A CRIPPLE
It was all over; two doctors had been closetted in the bedroom for a very long time, and then Dudley and Rob, sitting on the garden steps, were told that everything had been successfully carried out, and Roy was as well and better than had been expected.
"I never saw such fortitude and calm self-control in my life," said Miss Bertram to her mother; "it was unnatural for a child of his age!"
"He is a true Bertram in spirit," said the grandmother, proudly; then she added with a sigh, "but, alas, not in body."
"Nurse," said Dudley that night as he was creeping into bed under her charge; "is Roy going to die?"

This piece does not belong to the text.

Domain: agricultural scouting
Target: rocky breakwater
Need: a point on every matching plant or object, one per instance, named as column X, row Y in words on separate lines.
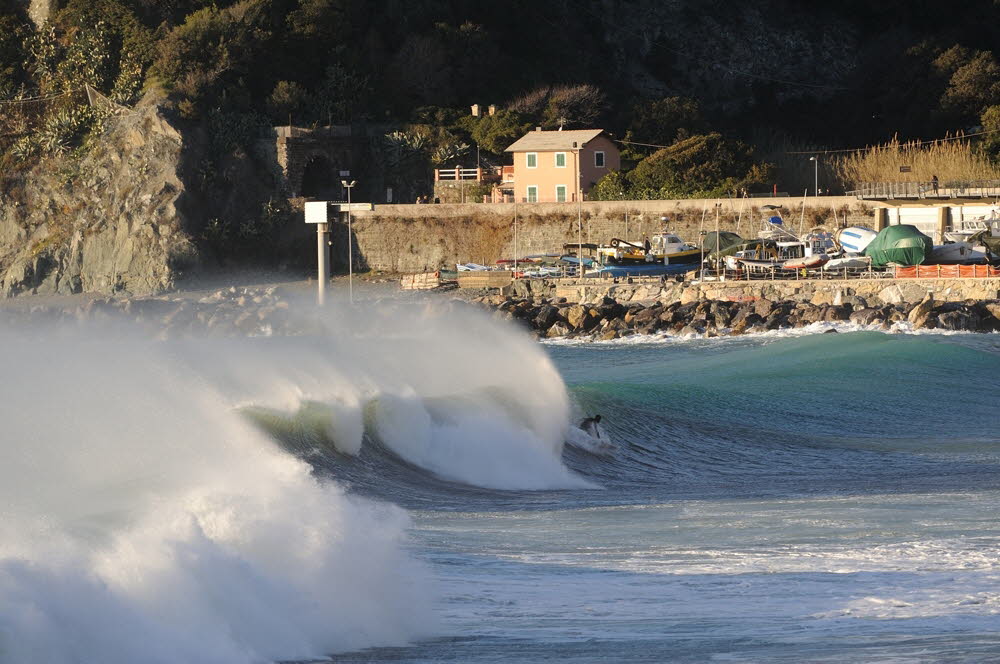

"I hope not," answered nurse, a little tearfully. "Doctor Grant says he'll make a good recovery, but he whispered himself to me—Master Roy did just before he took the sleeping draught—'Nurse I'll have my leg buried with me!' he says."
Dudley was silent for a minute, then he asked, solemnly, "And where is it, nurse?"
Nurse turned upon him tearfully and angrily,
"I believe as how you haven't one speck of feeling for that blessed darling, you naughty boy! To talk of such a thing in such a way with not a tear on your face! And to think of him laying there a helpless cripple, and him the owner of the biggest estate in the county!"
Dudley crept into bed feeling he had no more tears to shed, wondering when he would be allowed to see Roy again, and also wondering who was the possessor of his lost leg.